Dari hadis tersebut bahwa nikah mut'ah diharamkan oleh Umar bin Khaththab. Mungkin karena posisi Umar menjadi penguasa sehingga bisa membuat kebijakan baru dengan mengharamkannya. Meski diharamkan oleh Umar, nash al-Quran dan hadis tidak terhapus karena kedudukannya lebih kuat dari pada fatwa politik khalifah.

Kalau menelusuri sejarah sahabat diketahui bahwa Abdullah bin Zubair dan Urwah bin Zubair adalah anak hasil nikah mutah antara Zubair bin Awwam dengan Asma binti Abu Bakar. Silakan baca buku Mazhab Kelima karya Prof Muhammad Husain T (penerbit Nur Al-Huda, 2013) bagian lampiran 2: mut’ah (pernikahan temporer) halaman 295.

O.Hashem dalam buku Menjawab Seminar Sehari tentang Syiah menjelaskan banyak kaum Wahabi dari Timur Tengah yang kawin di Indonesia untuk satu bulan dan ada yang sampai tiga tahun.

Ia juga bercerita tentang kawannya yang keturunan Arab diberi uang lima juta rupiah oleh seorang Timur Tengah agar dikawinkan mutah ala Wahabi. Dia mencari seorang perempuan yang bisa diajak “main ranjang” dan menasihatinya agar tidak menceritakan profesinya kepada suaminya.

Setelah beberapa bulan, dia tinggalkan perempuan itu.
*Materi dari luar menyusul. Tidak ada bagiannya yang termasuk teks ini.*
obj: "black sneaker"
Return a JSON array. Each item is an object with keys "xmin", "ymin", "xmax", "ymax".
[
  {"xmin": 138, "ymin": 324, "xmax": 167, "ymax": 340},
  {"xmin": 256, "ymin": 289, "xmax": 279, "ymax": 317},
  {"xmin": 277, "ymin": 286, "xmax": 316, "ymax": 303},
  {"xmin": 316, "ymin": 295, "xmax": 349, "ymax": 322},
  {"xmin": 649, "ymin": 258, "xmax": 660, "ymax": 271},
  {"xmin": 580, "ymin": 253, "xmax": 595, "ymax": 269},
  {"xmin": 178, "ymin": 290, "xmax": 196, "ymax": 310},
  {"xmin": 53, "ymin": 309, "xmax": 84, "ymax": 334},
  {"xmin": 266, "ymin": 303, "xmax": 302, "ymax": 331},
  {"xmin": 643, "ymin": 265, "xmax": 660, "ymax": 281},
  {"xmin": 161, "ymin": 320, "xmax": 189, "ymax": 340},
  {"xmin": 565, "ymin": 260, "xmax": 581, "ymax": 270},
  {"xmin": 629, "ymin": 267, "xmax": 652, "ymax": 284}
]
Ketika ia datang kembali ia akan disuguhkan perempuan nakal yang lain untuk dikawin kontrak selama tiga bulan.

Menurut Hashem, nikah yang disebutkan tidak masuk dalam kategori mutah. Orang-orang Arab menyebutnya misyar (nikah untuk diceraikan kalau sudah tidak diperlukan) dan ada dalam mazhab Wahabi.

Dari uraian di atas bisa disimpulkan bahwa nikah mut'ah masih bagian dari syariat Islam. Meski tidak dicontohkan atau dipraktekan pelaksanaannya oleh Rasulullah saw dan Aimmah, masih bisa dilakukan oleh umat Islam dengan mengacu pada ketentuan dan rukun yang didasarkan pada syariat Islam yang kini masuk dalam kajian ilmu fikih.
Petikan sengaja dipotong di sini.